University of Buffalo spinoff company wins contract to develop HIV vaccine

A University at Buffalo spinoff company has received a $600,000 contract from the National Institutes of Health to pursue development of a vaccine against HIV, the university announced.
The technology, developed by POP Biotechnologies Inc., spontaneously converts high-quality HIV-derived proteins into virus-resembling particles, according to the announcement.

BMES member Jonathan F. Lovell, PhD, is the co-founder of POP BIO and an associate professor of biomedical engineering.

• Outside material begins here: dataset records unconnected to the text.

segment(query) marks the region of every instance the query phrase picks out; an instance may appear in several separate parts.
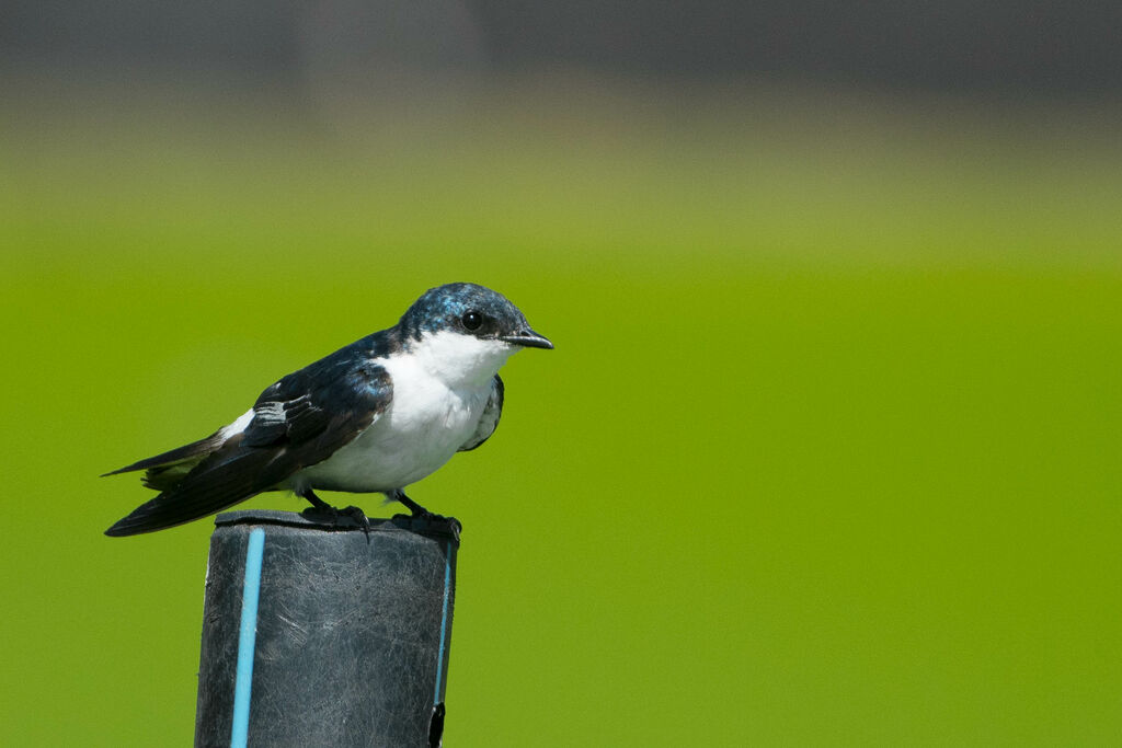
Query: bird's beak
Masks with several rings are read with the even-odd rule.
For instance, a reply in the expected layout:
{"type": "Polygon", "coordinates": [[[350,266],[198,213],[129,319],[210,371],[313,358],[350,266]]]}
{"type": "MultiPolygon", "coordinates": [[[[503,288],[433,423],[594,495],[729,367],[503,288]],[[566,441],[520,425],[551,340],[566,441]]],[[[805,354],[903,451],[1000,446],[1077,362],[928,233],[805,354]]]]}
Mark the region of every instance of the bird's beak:
{"type": "Polygon", "coordinates": [[[544,348],[545,350],[553,349],[553,343],[551,343],[548,338],[539,335],[528,327],[519,332],[517,335],[503,335],[499,340],[506,341],[507,343],[514,343],[515,345],[522,345],[523,348],[544,348]]]}

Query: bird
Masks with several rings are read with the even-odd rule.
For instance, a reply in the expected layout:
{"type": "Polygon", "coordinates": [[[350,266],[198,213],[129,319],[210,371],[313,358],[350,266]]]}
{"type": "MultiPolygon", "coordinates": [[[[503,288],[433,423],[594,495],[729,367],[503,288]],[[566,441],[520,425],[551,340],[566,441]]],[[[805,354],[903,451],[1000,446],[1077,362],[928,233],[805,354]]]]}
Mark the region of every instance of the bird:
{"type": "Polygon", "coordinates": [[[265,388],[227,426],[118,470],[144,470],[160,491],[111,537],[175,527],[264,491],[291,490],[335,509],[316,490],[384,493],[414,517],[439,517],[405,495],[457,452],[486,442],[503,414],[499,368],[526,349],[553,349],[502,294],[470,283],[430,288],[392,327],[371,333],[265,388]]]}

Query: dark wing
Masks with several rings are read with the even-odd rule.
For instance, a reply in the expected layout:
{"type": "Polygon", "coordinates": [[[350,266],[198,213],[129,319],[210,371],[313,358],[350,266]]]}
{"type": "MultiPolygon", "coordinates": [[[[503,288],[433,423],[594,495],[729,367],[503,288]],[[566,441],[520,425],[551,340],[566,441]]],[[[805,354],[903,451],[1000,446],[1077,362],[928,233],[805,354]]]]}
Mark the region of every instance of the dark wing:
{"type": "Polygon", "coordinates": [[[353,441],[392,397],[385,369],[357,351],[337,351],[261,393],[243,432],[231,435],[178,483],[105,534],[136,535],[182,525],[266,491],[353,441]]]}
{"type": "Polygon", "coordinates": [[[479,423],[476,425],[476,432],[471,434],[471,438],[463,443],[457,452],[470,452],[476,449],[495,433],[498,428],[498,419],[503,416],[503,395],[506,388],[503,386],[503,379],[495,375],[495,379],[491,380],[491,394],[487,398],[487,405],[484,407],[484,413],[479,416],[479,423]]]}

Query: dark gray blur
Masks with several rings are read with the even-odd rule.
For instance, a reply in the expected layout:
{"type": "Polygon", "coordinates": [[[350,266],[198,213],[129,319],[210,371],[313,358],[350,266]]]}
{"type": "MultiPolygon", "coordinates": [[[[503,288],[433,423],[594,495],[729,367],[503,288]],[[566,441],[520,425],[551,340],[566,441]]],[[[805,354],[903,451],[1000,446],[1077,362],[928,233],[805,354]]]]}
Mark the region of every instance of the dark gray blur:
{"type": "Polygon", "coordinates": [[[0,4],[0,63],[293,81],[580,67],[903,90],[1122,90],[1118,0],[171,0],[0,4]],[[377,74],[377,73],[376,73],[377,74]]]}

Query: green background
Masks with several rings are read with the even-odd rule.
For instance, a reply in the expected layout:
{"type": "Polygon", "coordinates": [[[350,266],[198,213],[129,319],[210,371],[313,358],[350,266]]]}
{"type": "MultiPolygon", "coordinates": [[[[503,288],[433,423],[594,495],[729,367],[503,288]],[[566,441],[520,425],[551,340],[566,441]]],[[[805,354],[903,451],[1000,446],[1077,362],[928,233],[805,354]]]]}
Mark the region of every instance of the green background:
{"type": "Polygon", "coordinates": [[[411,491],[466,527],[447,745],[1118,745],[1115,112],[403,111],[0,112],[0,742],[186,745],[211,524],[105,538],[149,495],[96,475],[472,280],[557,350],[411,491]]]}

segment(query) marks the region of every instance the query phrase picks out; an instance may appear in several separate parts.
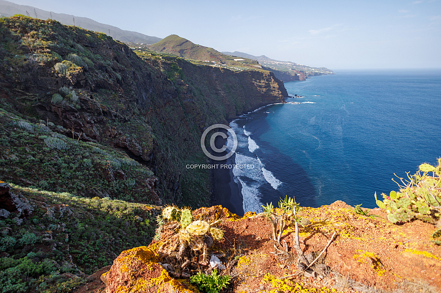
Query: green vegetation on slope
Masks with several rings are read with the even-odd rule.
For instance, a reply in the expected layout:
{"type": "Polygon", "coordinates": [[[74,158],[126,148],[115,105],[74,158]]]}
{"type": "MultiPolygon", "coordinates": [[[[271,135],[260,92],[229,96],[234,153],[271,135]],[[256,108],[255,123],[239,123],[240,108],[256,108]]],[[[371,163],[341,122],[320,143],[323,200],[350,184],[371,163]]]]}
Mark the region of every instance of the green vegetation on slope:
{"type": "Polygon", "coordinates": [[[66,273],[91,274],[154,234],[154,208],[11,186],[34,210],[0,220],[2,292],[70,292],[84,280],[66,273]]]}
{"type": "MultiPolygon", "coordinates": [[[[106,155],[89,154],[90,144],[88,150],[73,146],[67,150],[51,150],[59,158],[72,156],[72,162],[60,160],[64,164],[54,166],[50,166],[54,165],[50,160],[41,161],[55,171],[40,185],[37,183],[40,173],[20,173],[19,169],[25,168],[22,164],[25,158],[8,162],[10,166],[6,168],[17,172],[0,170],[0,176],[9,176],[8,180],[16,184],[44,185],[53,190],[56,186],[57,190],[87,194],[94,190],[95,184],[88,188],[93,180],[84,174],[85,170],[80,170],[82,160],[87,159],[92,163],[92,174],[100,177],[95,186],[103,182],[104,188],[109,190],[101,190],[100,196],[107,193],[113,198],[143,198],[142,202],[156,203],[160,202],[159,196],[164,204],[195,208],[208,205],[209,171],[189,172],[185,168],[187,164],[207,162],[199,142],[203,130],[287,94],[283,84],[268,72],[235,72],[147,53],[140,54],[141,58],[103,34],[52,20],[5,18],[0,20],[0,60],[3,60],[0,76],[4,80],[0,103],[5,110],[34,124],[40,120],[44,124],[52,122],[52,132],[67,138],[73,132],[74,140],[81,136],[80,142],[101,145],[97,147],[113,156],[128,154],[151,170],[158,179],[157,184],[150,180],[140,186],[145,176],[140,178],[138,169],[124,164],[120,168],[112,166],[113,171],[120,170],[124,173],[124,180],[115,174],[110,178],[103,172],[100,174],[97,171],[109,160],[106,155]],[[121,154],[117,155],[118,152],[121,154]],[[72,170],[59,172],[66,166],[72,170]],[[75,177],[74,183],[57,186],[75,172],[81,174],[75,177]],[[23,175],[29,177],[20,177],[23,175]],[[126,184],[128,178],[135,180],[133,191],[126,184]],[[82,190],[82,184],[85,186],[82,190]],[[121,190],[124,194],[117,195],[121,190]]],[[[4,129],[11,131],[11,127],[7,124],[4,129]]],[[[15,140],[5,144],[12,143],[16,149],[35,144],[34,140],[44,144],[44,139],[38,137],[20,140],[24,140],[23,144],[15,140]]],[[[40,164],[38,160],[34,163],[37,162],[40,164]]],[[[89,196],[97,194],[89,193],[89,196]]]]}
{"type": "Polygon", "coordinates": [[[226,55],[212,48],[195,44],[176,34],[171,34],[159,42],[148,46],[148,48],[160,53],[171,54],[190,59],[197,64],[209,64],[231,70],[259,70],[262,68],[255,60],[241,59],[226,55]]]}

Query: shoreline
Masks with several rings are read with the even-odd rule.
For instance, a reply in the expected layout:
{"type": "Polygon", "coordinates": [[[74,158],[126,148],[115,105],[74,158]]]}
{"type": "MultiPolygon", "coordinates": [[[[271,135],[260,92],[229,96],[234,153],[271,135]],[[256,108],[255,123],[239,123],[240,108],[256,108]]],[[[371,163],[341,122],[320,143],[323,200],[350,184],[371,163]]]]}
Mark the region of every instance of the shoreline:
{"type": "MultiPolygon", "coordinates": [[[[221,130],[220,131],[227,133],[225,130],[221,130]]],[[[227,144],[227,139],[218,136],[216,138],[214,144],[216,148],[220,148],[222,146],[227,144]]],[[[226,152],[224,152],[222,153],[223,156],[227,154],[226,152]]],[[[236,164],[235,156],[236,154],[233,154],[227,160],[222,161],[210,160],[210,163],[213,164],[236,164]]],[[[216,168],[211,170],[213,189],[211,205],[220,204],[232,212],[241,216],[244,216],[242,186],[235,182],[233,169],[216,168]]]]}

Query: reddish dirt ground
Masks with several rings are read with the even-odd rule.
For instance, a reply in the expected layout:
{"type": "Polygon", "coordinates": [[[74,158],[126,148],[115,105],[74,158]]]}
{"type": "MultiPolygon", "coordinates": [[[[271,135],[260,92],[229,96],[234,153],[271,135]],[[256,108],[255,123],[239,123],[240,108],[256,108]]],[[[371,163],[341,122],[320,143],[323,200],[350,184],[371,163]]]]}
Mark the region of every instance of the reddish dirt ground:
{"type": "MultiPolygon", "coordinates": [[[[209,252],[224,256],[221,260],[228,268],[222,274],[233,276],[224,292],[391,292],[397,288],[418,292],[424,292],[423,288],[436,292],[441,289],[441,247],[430,241],[435,226],[419,220],[393,224],[381,210],[364,210],[378,216],[357,214],[340,201],[317,208],[304,208],[299,212],[303,224],[300,226],[301,248],[310,261],[336,232],[317,262],[323,271],[316,268],[314,276],[297,274],[300,271],[293,248],[293,223],[289,223],[281,238],[285,248],[280,248],[288,250],[282,253],[275,248],[271,222],[263,214],[247,213],[241,218],[215,206],[194,211],[193,218],[223,220],[218,226],[225,231],[224,239],[215,242],[209,252]],[[408,290],[409,286],[416,289],[408,290]]],[[[100,273],[93,275],[95,282],[100,273]]],[[[91,284],[86,286],[92,290],[91,284]]],[[[102,292],[103,288],[88,292],[102,292]]]]}

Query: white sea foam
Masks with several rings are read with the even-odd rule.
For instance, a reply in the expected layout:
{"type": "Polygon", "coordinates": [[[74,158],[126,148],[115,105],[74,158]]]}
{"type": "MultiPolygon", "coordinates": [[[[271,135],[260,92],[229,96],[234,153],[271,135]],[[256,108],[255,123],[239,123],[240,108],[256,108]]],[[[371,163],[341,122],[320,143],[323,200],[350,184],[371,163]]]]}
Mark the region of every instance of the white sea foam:
{"type": "Polygon", "coordinates": [[[245,134],[247,136],[249,136],[252,134],[251,132],[250,132],[249,131],[247,131],[246,130],[245,130],[245,125],[244,126],[244,134],[245,134]]]}
{"type": "MultiPolygon", "coordinates": [[[[246,148],[248,147],[248,137],[242,134],[242,128],[239,127],[238,125],[238,124],[236,122],[237,120],[234,120],[230,122],[230,127],[232,128],[233,130],[236,134],[236,136],[238,138],[238,149],[239,149],[241,148],[246,148]]],[[[231,150],[233,149],[233,146],[234,144],[234,142],[233,142],[233,137],[229,135],[229,134],[227,132],[227,134],[228,136],[228,138],[227,140],[227,148],[229,150],[231,150]]]]}
{"type": "Polygon", "coordinates": [[[258,148],[259,148],[259,146],[257,145],[256,142],[252,140],[251,136],[248,136],[248,150],[251,152],[254,152],[254,151],[258,148]]]}
{"type": "Polygon", "coordinates": [[[255,212],[257,213],[261,212],[262,212],[262,202],[259,197],[260,193],[258,190],[258,186],[247,185],[240,177],[238,178],[242,188],[242,196],[244,198],[242,206],[244,208],[244,212],[245,212],[249,211],[255,212]]]}
{"type": "Polygon", "coordinates": [[[273,174],[273,173],[270,171],[267,170],[263,167],[262,168],[262,172],[263,173],[264,177],[265,178],[265,180],[271,184],[271,186],[273,188],[277,190],[277,188],[282,184],[282,182],[274,177],[274,175],[273,174]]]}
{"type": "Polygon", "coordinates": [[[262,164],[257,159],[238,152],[236,154],[236,164],[252,164],[253,169],[234,168],[233,173],[240,181],[242,186],[244,210],[260,212],[262,203],[259,196],[259,188],[264,182],[265,178],[262,172],[262,164]],[[245,182],[246,178],[247,182],[245,182]]]}

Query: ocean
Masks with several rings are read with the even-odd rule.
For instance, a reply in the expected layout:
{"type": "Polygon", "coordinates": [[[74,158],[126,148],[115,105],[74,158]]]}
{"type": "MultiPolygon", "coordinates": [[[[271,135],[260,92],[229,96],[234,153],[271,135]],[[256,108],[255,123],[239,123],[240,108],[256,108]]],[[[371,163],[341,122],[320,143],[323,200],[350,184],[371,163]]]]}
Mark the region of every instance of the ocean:
{"type": "Polygon", "coordinates": [[[375,208],[375,192],[398,189],[394,173],[405,178],[441,156],[441,70],[336,73],[285,82],[296,104],[230,123],[236,163],[255,166],[233,170],[245,212],[286,196],[302,206],[375,208]]]}

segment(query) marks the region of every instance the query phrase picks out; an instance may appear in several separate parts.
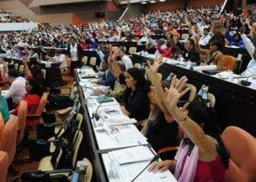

The funding — a Phase I Small Business Innovation Research contract with the National Institute of Allergy and Infectious Diseases — supports a collaboration between POP BIO and Scripps Research, with the goal of using POP BIO's next-generation vaccine delivery platform to enhance the performance of vaccine antigens developed by scientists at Scripps Research.

The delivery platform, a liposome-based vaccine adjuvant, leverages technology that POP BIO has licensed from UB, according to the article.

POP BIO's vaccine delivery platform is called SNAP (Spontaneous Nanoliposome Antigen Particleization). SNAP consists of specialized liposomes, originally developed in Lovell's UB lab, that bind to and improve the effectiveness of vaccine antigens — molecules that prompt the body to produce antibodies that neutralize disease.